Août 2006: le suicide d'un machiniste suscite l'indignation du personnel. Une lettre de doléances, signée par 70 employés, tous fonctionnaires municipaux, est remise le 31 août à Patrice Mugny. Cette lettre met le feu aux poudres et débouchera sur un audit voulu par les différentes parties prenantes: la direction, le Conseil de fondation, la Ville, la Commission du personnel et les syndicats.

Septembre 2006: la Ville et la direction reçoivent environ 80 employés qui manifestent leur malaise et leurs souffrances. Deux cadres sont pointés du doigt: le secrétaire général, Antonio Soragni, et le directeur technique, Jacques Ayrault. Le 26 septembre, Jean-Marie Blanchard informe l'ensemble du personnel du projet d'audit.

Octobre 2006: appel d'offres dans la FAO pour un double audit.

Décembre 2006: Patrice Mugny ordonne une enquête administrative concernant un service dont l'un des employés possède une entreprise d'électricité. Bien que le fonctionnaire ait mal agi, le Conseil administratif ne le sanctionnera pas.

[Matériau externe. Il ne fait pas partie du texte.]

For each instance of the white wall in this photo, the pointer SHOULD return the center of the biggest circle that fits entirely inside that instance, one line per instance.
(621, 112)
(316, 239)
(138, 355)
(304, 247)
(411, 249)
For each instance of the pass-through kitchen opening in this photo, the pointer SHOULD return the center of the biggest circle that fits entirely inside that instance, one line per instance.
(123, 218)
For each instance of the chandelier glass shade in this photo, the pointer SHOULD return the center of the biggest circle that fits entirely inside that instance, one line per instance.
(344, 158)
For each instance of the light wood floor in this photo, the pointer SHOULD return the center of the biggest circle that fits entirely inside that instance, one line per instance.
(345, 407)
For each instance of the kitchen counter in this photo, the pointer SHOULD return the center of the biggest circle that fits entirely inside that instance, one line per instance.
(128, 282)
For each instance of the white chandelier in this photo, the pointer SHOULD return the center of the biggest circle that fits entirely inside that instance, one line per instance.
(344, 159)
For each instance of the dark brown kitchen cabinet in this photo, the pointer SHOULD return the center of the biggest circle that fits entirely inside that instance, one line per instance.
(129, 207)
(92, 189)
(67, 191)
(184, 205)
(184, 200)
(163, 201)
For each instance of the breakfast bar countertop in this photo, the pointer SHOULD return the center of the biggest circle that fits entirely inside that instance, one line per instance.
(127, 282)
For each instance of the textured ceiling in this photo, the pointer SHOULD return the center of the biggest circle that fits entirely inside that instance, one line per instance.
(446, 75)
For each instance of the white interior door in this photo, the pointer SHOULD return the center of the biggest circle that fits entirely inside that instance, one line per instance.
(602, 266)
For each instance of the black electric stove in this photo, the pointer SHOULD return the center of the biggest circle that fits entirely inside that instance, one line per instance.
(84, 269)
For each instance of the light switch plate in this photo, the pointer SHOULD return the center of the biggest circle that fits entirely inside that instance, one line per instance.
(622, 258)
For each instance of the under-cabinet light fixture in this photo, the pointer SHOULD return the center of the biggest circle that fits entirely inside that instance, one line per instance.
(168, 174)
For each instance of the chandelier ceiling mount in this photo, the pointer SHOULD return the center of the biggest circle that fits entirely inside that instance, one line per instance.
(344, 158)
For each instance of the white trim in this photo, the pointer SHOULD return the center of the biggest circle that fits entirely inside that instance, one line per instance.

Janvier 2007: sur demande de Jean-Marie Blanchard, le secrétaire général, Antonio Soragni, est libéré de ses fonctions. Patrice Mugny souligne toutefois que le Conseil administratif «n'a absolument aucune raison de douter de son intégrité».

Février 2007: Maryvonne Joris est nommée secrétaire générale ad interim. Bruno de Preux et Robert Roth, respectivement président et vice-président au Conseil de fondation du Grand Théâtre, annoncent leur démission. Ils estiment que Patrice Mugny «s'érige en autorité de tutelle» et veulent signifier par là leur désaccord avec ses méthodes.